IMO jsbridge knows about the connection at any time during the test-run. Before a test gets started the connection should be checked and if a disconnect happened, it may be a crash or a user abort, the upcoming tests in a normal test-run shouldn't be executed. To indicate that in the results we should add the same "disconnect" exception as what we have when the browser hangs and stop the test-run. I don't see a reason why we should behave differently here compared to the global timeout.
Whiteboard: [mozmill-1.5.1?] → [mozmill-1.5.1+]
Henrik and I did some debugging on this today and all the options are bad ones.  We're gonna need to take some time to fix this and as such we decided that this is going to have to wait for the 1.5.2 train.  Changing whiteboard to indicate that.
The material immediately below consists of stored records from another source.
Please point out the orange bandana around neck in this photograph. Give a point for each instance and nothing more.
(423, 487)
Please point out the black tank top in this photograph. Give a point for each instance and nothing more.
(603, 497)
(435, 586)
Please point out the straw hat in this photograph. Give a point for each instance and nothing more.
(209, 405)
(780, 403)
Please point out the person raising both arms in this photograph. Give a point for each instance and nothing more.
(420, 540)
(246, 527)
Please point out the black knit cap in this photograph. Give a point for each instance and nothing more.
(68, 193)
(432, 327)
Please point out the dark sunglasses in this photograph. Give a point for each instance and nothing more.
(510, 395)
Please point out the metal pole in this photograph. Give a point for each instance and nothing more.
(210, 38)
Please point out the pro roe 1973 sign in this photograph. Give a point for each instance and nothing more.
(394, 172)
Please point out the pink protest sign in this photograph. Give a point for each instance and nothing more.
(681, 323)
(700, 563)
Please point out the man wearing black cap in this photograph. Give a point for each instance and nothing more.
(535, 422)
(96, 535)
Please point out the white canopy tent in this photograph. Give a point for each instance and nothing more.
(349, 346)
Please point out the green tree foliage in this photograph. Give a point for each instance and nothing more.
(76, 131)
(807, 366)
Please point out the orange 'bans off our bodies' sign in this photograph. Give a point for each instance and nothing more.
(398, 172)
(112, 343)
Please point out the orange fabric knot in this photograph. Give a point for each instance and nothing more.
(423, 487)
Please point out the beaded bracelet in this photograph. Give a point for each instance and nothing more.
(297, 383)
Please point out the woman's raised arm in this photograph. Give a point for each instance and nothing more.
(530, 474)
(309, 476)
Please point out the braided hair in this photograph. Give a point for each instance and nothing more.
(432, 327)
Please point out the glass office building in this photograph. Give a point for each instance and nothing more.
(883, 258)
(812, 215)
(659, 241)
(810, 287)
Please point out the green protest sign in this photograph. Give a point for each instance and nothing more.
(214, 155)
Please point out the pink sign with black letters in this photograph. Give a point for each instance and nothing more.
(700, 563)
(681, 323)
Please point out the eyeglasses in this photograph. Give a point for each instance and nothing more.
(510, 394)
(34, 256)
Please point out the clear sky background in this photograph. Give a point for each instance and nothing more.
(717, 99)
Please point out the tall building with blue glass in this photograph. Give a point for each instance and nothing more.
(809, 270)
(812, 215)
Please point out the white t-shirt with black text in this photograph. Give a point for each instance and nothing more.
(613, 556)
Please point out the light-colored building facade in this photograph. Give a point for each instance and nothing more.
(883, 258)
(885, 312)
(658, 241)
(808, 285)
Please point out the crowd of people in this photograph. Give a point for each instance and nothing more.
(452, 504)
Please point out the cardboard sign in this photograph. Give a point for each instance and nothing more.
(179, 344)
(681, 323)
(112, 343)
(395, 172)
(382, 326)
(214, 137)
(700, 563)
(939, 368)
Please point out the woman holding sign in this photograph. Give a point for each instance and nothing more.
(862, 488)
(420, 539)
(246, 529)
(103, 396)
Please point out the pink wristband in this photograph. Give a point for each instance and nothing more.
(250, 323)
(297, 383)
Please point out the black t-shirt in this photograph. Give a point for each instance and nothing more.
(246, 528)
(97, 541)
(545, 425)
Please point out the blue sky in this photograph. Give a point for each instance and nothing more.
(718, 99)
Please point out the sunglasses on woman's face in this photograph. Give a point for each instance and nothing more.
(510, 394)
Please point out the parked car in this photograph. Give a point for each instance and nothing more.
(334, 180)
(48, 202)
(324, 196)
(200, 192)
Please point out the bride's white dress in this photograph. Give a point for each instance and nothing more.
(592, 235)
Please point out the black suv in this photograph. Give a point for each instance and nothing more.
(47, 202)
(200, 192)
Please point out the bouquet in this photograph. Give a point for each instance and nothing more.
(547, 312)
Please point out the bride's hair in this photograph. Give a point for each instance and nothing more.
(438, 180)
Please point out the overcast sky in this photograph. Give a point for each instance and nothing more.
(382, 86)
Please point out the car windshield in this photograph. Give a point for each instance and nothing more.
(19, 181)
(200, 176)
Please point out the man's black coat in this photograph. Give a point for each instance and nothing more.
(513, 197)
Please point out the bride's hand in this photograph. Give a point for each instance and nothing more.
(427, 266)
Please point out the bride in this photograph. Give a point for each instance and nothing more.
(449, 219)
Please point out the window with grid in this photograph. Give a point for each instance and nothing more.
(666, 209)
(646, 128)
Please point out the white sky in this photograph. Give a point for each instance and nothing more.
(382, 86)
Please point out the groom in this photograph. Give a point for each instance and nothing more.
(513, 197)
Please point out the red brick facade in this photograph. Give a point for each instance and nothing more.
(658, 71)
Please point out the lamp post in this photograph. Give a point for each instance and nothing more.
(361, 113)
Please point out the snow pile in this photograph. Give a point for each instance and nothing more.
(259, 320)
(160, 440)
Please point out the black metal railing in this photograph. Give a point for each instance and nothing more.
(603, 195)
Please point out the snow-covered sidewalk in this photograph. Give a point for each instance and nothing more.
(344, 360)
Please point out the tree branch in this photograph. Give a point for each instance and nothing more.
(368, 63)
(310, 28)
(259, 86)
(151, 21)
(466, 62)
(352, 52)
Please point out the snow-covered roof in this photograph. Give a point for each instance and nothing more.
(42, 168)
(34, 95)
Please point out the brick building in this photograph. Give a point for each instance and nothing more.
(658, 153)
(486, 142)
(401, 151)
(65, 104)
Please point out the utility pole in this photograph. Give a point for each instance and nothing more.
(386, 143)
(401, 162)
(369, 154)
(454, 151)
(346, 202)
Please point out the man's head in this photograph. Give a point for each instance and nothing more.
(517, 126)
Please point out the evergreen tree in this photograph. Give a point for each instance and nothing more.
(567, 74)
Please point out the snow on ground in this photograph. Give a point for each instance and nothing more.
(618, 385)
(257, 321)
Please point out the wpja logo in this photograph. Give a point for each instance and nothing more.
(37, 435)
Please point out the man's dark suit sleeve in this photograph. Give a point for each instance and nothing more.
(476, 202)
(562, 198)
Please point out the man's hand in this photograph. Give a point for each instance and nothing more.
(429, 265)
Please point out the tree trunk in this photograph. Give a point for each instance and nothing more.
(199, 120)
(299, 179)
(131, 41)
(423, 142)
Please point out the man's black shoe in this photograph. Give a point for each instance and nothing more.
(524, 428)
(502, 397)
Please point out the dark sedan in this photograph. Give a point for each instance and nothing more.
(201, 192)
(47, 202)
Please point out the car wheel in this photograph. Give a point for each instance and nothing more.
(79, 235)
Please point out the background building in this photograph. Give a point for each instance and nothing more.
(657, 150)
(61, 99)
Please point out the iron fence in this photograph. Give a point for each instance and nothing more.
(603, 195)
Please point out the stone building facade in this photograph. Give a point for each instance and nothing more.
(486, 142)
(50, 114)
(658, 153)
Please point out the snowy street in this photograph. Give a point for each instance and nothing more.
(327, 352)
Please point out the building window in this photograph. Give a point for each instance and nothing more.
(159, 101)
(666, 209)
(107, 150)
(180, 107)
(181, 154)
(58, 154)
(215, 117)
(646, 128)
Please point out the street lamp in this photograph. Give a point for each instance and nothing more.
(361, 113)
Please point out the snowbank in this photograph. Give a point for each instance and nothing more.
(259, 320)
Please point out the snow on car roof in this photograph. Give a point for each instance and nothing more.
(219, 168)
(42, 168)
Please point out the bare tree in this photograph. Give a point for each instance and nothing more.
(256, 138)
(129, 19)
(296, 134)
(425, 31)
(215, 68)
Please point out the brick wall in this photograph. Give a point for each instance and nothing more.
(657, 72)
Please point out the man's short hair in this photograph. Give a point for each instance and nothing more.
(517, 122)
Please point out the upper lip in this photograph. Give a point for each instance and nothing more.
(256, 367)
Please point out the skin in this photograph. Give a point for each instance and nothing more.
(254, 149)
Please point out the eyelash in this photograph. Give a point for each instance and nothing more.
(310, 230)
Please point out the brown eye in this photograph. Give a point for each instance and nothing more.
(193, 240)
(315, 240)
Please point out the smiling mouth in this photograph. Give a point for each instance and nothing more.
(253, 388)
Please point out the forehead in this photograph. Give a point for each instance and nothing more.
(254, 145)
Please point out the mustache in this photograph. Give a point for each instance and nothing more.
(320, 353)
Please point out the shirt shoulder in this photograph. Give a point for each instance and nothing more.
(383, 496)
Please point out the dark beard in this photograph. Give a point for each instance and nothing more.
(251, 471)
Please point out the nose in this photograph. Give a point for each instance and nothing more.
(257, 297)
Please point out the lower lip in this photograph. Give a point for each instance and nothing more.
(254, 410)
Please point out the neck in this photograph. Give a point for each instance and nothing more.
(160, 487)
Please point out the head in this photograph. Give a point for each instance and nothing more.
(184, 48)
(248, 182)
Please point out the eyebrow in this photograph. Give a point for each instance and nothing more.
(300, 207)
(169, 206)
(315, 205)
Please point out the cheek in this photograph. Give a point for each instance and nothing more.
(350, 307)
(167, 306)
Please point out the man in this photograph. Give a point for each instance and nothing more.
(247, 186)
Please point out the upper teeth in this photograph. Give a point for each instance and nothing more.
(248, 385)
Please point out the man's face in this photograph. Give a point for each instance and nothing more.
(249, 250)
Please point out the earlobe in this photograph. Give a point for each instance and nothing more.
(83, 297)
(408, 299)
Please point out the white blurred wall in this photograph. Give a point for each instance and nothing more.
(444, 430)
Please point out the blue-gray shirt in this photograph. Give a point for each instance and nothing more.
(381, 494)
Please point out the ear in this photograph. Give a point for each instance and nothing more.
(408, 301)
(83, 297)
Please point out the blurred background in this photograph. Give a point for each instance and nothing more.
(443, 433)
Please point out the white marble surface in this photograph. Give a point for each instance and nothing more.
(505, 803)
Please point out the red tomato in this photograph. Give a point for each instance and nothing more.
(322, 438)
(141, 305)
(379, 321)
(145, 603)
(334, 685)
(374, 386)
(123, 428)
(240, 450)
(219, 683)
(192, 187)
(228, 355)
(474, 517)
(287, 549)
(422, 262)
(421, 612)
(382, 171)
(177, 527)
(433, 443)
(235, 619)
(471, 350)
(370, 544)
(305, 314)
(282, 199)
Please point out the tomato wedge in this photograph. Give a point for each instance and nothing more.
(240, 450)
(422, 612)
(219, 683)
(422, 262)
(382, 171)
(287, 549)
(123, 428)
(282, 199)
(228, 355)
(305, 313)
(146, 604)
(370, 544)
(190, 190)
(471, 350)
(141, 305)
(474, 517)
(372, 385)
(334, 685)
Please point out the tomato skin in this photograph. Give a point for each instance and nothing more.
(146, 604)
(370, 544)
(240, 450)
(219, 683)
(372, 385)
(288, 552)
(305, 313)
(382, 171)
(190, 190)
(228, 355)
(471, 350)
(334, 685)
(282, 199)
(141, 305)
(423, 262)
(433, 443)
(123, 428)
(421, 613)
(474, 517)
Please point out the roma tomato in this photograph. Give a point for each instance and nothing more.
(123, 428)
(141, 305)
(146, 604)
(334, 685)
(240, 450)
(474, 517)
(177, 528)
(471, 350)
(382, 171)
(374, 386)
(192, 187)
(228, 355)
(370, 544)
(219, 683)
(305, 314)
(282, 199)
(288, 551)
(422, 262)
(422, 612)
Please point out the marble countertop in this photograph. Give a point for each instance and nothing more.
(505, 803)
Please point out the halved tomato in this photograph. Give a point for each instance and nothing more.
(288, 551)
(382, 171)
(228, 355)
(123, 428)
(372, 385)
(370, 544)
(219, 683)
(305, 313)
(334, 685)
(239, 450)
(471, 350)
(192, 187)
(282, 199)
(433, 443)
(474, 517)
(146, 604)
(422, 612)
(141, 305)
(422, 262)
The basic issue here is that in 1.5.0 we now detect when the application under test unexpectedly shuts down.  When this happens the mozmill code marks a failure for all the setupModule/teardown module steps of all remaining tests and marks all remaining tests as "SKIPPED".  If a test is skipped, then it's setup/teardown modules ought to logically be considered skipped too.  But there is no way to change this without tinkering around with what Mozmill considers a "test".  And that is not something we want to do days before a release.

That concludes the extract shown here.